My ePilot - Student Interest, Training Tips
What airspeed do you strive to maintain after takeoff from a normal-sized runway without obstacles at the departure end? If Vy, best rate of climb speed, did not come to mind, it's time to rethink your technique. As its name implies, best rate of climb speed is the calibrated airspeed (see the February 6, 2004, Training Tips) at which the airplane will achieve the maximum increase in altitude per unit of time ( download Chapter 9 of the Pilot's Handbook of Aeronautical Knowledge). Stated simply, climbing at Vy is the quickest way to get you to a desired altitude. This is crucial immediately after takeoff because you need to reach an altitude at which it would be possible to safely turn around and land in the event of power loss. The less time you spend exposed to lower altitudes, the safer your flight. In a long climb to a high cruise altitude, increase your airspeed after attaining a safe altitude (such as traffic pattern height) for better engine cooling and visibility. Depending on the kind of aircraft you fly, the difference in climb speeds may be considerable, as Mark Twombly discusses in "Continuing Ed: Think Fast" in the December 1999 AOPA Flight Training. Also remember that Vy is the airspeed that you will be expected to target after a normal takeoff on the private pilot flight test. See "Testing Speed Control" in the October 4, 2002, newsletter.

Many student pilots ask: Why not use Vx, the best angle of climb speed? "The best-rate airspeed will generate the fastest rate of climb, but if you're worried about an obstacle at the end of the runway, it may not get you up quickly enough to clear it. The best angle of climb speed won't gain the altitude as quickly but will do it in less distance traveled horizontally," explains Budd Davisson in the December 2001 AOPA Flight Training article "25 Questions." Performance airspeeds change with altitude. Vx and Vy are no exception; as one increases, the other decreases! See Rod Machado's explanation in the June 1999 AOPA Flight Training.

Bottom line: Vy gets you to a safe altitude in the least time. Use it whenever another performance speed doesn't take precedence-now during training, and throughout your flying career.

My ePilot - Student Interest, Training Products
Volumes undoubtedly could be written about the unique aspects of night flying as well as the accompanying safety concerns.

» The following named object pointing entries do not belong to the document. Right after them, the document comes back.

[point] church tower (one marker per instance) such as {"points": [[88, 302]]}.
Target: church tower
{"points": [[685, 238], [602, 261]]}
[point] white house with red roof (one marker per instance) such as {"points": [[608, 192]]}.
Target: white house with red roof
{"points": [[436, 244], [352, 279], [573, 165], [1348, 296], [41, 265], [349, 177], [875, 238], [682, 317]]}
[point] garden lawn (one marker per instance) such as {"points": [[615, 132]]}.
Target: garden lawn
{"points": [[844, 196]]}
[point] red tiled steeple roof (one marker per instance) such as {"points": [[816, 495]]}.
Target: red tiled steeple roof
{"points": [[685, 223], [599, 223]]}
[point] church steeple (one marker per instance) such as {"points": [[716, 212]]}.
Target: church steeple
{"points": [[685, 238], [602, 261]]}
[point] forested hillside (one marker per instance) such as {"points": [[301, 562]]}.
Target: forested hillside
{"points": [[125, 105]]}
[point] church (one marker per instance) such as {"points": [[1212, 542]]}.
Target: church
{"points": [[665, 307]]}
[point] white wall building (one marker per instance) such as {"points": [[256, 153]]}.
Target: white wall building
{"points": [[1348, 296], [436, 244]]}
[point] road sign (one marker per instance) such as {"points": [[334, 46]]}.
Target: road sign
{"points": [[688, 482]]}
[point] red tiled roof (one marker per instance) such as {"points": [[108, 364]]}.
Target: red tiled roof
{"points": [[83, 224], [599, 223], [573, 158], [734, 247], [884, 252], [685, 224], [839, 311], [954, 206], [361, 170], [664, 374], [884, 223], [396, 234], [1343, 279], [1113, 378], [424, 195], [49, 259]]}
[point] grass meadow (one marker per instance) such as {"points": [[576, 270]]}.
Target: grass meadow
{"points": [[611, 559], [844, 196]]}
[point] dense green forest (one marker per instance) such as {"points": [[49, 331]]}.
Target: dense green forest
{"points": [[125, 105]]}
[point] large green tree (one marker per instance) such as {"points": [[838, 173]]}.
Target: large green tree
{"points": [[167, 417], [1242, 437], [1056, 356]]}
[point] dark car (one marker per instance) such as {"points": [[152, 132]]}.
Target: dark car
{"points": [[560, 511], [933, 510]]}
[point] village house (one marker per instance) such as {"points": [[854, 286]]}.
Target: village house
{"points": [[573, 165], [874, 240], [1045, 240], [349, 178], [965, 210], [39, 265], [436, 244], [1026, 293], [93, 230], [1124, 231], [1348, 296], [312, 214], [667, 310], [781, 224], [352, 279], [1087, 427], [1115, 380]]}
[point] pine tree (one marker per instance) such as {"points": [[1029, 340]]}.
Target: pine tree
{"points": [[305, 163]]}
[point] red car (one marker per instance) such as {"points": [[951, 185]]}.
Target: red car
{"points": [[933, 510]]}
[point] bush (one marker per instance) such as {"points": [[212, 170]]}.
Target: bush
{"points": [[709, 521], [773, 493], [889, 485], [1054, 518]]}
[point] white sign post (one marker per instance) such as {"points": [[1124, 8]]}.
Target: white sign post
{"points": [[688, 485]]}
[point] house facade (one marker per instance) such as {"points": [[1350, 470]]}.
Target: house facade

David Robson takes an extended look at the subject in Sunset to Sunrise, a book that is said to offer practical techniques on weather considerations; human factors such as night vision, fatigue, and hypoxia; what the Federal Aviation Regulations have to say about night operations; preflight preparation; aircraft and airport lighting; cross-country planning; takeoffs and landings; and emergency situations. The soft-cover, 208-page book sells for $19.95 and may be ordered from Aviation Supplies and Academics.

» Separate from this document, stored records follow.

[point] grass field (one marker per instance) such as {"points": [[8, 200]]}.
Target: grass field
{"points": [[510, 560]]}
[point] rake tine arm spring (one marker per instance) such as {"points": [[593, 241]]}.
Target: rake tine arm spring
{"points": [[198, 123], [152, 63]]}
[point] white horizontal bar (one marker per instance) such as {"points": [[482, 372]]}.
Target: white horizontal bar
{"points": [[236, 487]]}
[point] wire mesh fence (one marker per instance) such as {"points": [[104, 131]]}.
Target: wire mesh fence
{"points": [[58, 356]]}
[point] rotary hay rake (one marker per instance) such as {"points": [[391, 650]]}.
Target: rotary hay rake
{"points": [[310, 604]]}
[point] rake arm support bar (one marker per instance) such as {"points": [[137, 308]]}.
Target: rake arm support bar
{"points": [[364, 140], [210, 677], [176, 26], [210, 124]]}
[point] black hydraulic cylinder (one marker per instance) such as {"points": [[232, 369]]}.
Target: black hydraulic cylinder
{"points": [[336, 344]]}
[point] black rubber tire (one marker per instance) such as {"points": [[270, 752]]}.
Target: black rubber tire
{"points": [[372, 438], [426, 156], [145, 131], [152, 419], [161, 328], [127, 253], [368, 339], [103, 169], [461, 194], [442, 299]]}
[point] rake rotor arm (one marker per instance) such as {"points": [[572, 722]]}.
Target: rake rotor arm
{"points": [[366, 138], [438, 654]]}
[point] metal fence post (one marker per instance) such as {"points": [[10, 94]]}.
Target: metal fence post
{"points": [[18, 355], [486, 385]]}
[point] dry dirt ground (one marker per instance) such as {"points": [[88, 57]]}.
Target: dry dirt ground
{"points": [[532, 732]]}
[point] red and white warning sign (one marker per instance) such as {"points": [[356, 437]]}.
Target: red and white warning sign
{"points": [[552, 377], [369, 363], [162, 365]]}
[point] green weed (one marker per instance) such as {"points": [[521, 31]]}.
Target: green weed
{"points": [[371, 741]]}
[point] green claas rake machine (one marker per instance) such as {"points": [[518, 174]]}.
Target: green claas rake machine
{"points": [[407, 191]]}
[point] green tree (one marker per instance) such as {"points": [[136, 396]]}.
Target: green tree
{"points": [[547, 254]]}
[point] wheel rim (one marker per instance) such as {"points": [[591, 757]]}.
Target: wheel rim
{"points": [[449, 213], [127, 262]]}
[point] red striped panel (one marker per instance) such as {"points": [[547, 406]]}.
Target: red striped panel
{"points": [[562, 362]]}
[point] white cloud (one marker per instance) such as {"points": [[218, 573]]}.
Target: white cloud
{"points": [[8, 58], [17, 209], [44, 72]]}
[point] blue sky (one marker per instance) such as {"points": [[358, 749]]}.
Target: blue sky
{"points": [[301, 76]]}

Note: Products listed have not been evaluated by ePilot editors unless otherwise noted. AOPA assumes no responsibility for products or services listed or for claims or actions by manufacturers or vendors.

My ePilot - Student Interest, Final Exam
Question: Is it stated anywhere in the Federal Aviation Regulations or Aeronautical Information Manual as to the proper altitude to begin your turn from upwind to crosswind while staying in the pattern? I was always told it was the traffic pattern altitude (TPA) for the particular airport, minus 300 feet. For example, at Danbury (Connecticut) Municipal the TPA is 1,700 feet, and I have been turning from upwind to crosswind at 1,400 feet because of what my original CFI drilled into my head. Was that just sound CFI advice, or does it come from a regulation?

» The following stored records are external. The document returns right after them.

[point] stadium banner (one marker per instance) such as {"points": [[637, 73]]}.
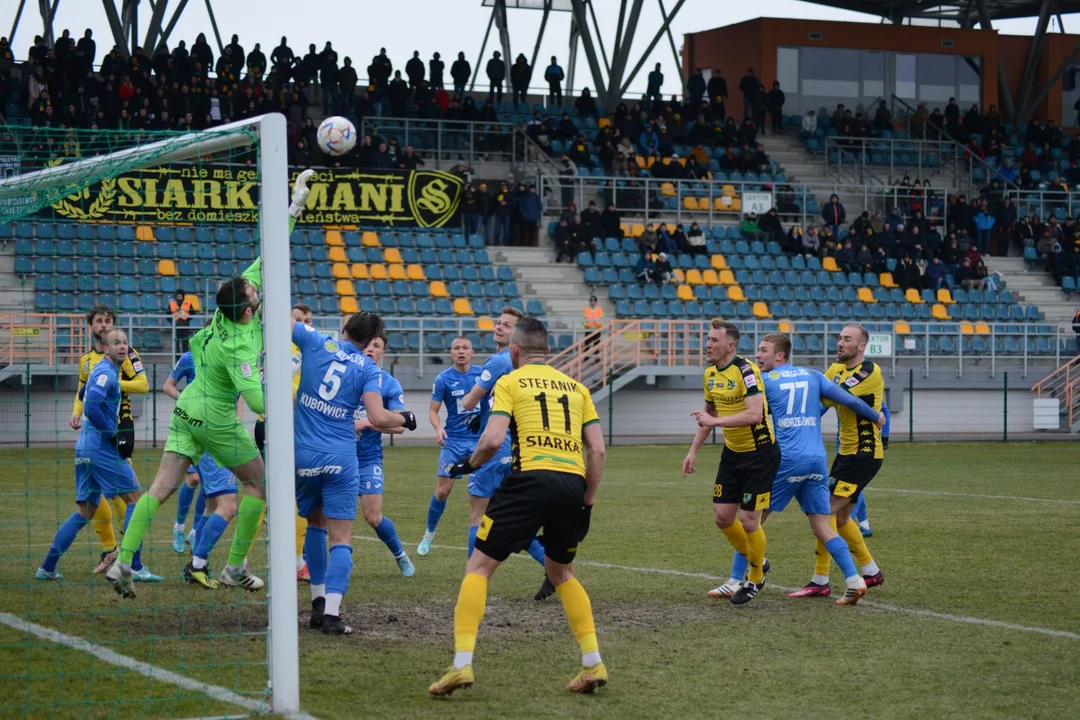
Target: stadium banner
{"points": [[230, 193]]}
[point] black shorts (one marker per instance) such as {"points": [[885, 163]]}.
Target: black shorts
{"points": [[260, 436], [746, 477], [850, 474], [125, 436], [526, 502]]}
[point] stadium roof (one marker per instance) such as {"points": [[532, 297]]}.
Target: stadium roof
{"points": [[967, 14]]}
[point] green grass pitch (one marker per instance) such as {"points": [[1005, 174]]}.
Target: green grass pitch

Answer: This has long been a topic of hangar talks. According to the Aeronautical Information Manual (AIM) Chapter 4 Section 3, "Airport Operations," the upwind (or departure) leg is defined as "the flight path which continues straight ahead along the extended runway centerline and continues until reaching a point at least one-half mile beyond the departure end of the runway and within 300 feet of the traffic pattern altitude." The crosswind leg is "a flight path at right angles to the landing runway off its takeoff end." So the AIM recommendation agrees with your CFI's good advice to turn onto the crosswind leg once the departure leg is completed, which is 300 feet below pattern altitude.